Date: Wed, 2026-06-10 · Time: 18:00–20:00 IST · Track: 🧠 LLMs & Agents (LLM) · Parent 28-day topic: Day 01 · Est. read: 2 h

Why this session matters

This is Session 01 of 48 in the LLMs & Agents track. It builds on the rhythm of one focused topic, paced so you have time to actually absorb it rather than rush.

Agenda

  • Why transformers won — recurrence vs attention
  • The residual stream — a fixed-width bus every block reads and writes
  • Self-attention as soft routing — Q, K, V and the √d_k trick
  • Multi-head attention — running h heads in parallel, head specialisation
  • What we'll layer on next session (RoPE, MLP, LayerNorm, KV cache)

Pre-read (skim before the session)

Deep dive

1. Why transformers won

Before 2017, sequence models meant recurrence (LSTM, GRU): read tokens one at a time, carry a hidden state. Two killers:

  1. Sequential dependency. You can't compute step t before step t-1. GPUs are massively parallel — RNNs leave most of the silicon idle.
  2. Long-range decay. By token 500, the gradient signal from token 1 is vanishing (or exploding). Gating helped, didn't solve it.
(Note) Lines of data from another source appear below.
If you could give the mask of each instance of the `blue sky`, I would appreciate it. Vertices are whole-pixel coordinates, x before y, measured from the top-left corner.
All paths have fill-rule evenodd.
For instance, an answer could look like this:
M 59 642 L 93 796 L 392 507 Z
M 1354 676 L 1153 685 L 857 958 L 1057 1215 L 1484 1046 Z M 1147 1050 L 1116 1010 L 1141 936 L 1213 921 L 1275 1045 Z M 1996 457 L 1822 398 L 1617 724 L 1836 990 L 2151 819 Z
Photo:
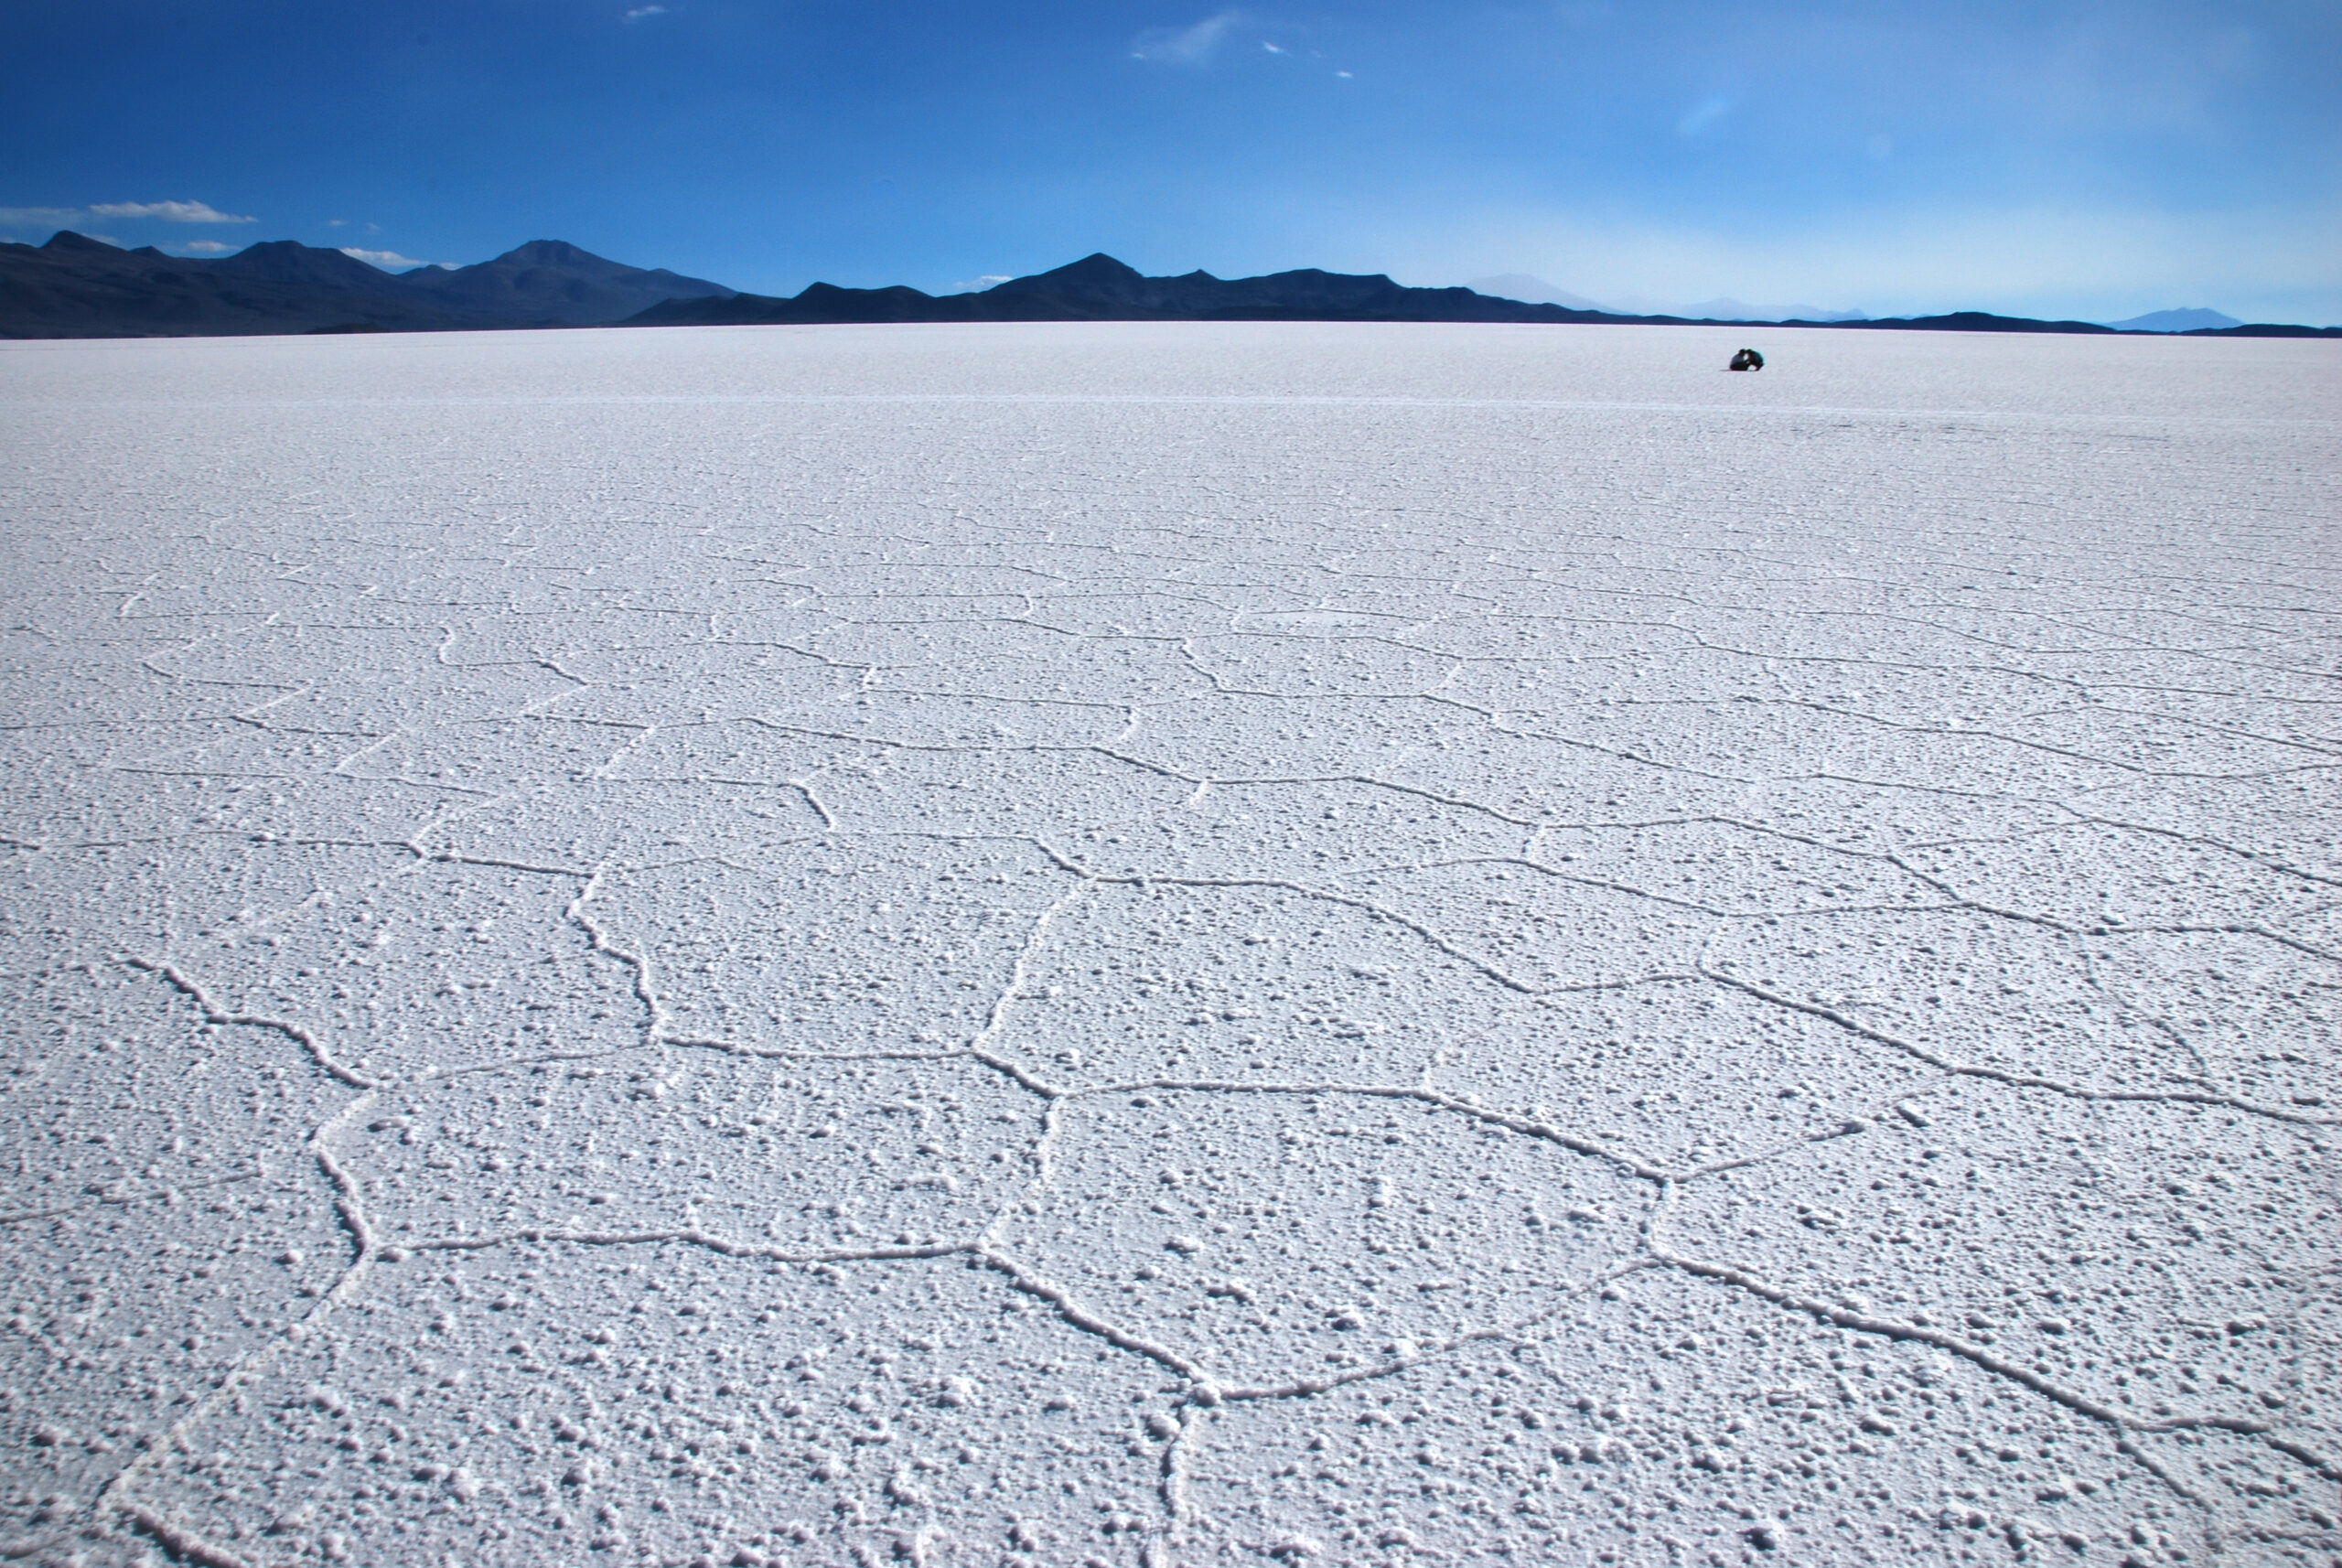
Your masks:
M 2337 82 L 2334 0 L 73 0 L 0 10 L 0 237 L 2324 324 Z

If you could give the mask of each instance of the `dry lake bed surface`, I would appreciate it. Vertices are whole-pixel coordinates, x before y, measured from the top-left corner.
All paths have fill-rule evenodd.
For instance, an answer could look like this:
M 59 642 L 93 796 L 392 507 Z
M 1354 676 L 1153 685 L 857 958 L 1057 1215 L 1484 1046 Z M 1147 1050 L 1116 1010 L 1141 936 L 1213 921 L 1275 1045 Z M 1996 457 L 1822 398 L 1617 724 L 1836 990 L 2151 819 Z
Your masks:
M 2342 1561 L 2337 369 L 0 346 L 0 1552 Z

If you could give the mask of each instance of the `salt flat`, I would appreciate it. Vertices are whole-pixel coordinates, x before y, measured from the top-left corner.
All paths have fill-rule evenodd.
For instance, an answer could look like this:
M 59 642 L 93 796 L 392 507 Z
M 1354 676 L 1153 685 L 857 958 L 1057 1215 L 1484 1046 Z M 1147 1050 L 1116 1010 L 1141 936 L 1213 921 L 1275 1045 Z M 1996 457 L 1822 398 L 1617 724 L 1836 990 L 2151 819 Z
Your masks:
M 2342 1561 L 2337 368 L 0 345 L 0 1551 Z

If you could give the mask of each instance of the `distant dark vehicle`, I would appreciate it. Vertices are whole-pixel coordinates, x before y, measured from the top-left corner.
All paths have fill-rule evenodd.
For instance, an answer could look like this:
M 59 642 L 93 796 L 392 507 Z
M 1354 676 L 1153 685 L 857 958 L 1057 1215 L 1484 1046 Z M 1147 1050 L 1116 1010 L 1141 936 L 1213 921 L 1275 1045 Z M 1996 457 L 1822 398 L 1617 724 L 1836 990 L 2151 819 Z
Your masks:
M 1754 349 L 1743 349 L 1739 353 L 1735 354 L 1732 357 L 1731 369 L 1733 370 L 1761 371 L 1764 368 L 1765 356 L 1758 353 Z

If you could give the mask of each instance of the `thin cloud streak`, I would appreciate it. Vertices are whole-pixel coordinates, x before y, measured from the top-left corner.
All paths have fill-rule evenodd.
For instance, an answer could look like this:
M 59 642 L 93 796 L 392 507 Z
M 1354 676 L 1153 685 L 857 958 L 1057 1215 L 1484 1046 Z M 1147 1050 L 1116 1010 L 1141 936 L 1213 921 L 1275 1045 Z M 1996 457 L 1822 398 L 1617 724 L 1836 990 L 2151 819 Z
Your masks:
M 70 229 L 88 220 L 78 207 L 0 207 L 0 229 Z
M 159 218 L 166 223 L 256 223 L 256 218 L 222 212 L 208 201 L 101 201 L 90 210 L 101 218 Z
M 1191 27 L 1149 27 L 1131 40 L 1131 58 L 1166 65 L 1209 65 L 1221 41 L 1243 19 L 1241 12 L 1222 11 Z
M 1708 99 L 1698 108 L 1692 110 L 1689 114 L 1684 115 L 1682 119 L 1676 122 L 1675 134 L 1679 136 L 1696 136 L 1701 132 L 1706 130 L 1709 126 L 1714 124 L 1717 121 L 1723 119 L 1725 115 L 1731 113 L 1731 99 Z
M 137 218 L 165 223 L 255 223 L 208 201 L 100 201 L 88 207 L 0 207 L 0 229 L 86 229 L 96 218 Z M 89 236 L 94 240 L 97 235 Z M 108 242 L 111 243 L 112 242 Z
The transformer replaced recurrence with attention: every position computes a weighted sum over every other position in one matrix multiply. The whole sequence is processed in parallel; any position can look at any other in O(1) hops. The price: O(T²) attention cost — most modern engineering is about paying less of that price (FlashAttention, GQA, sliding windows, linear attention).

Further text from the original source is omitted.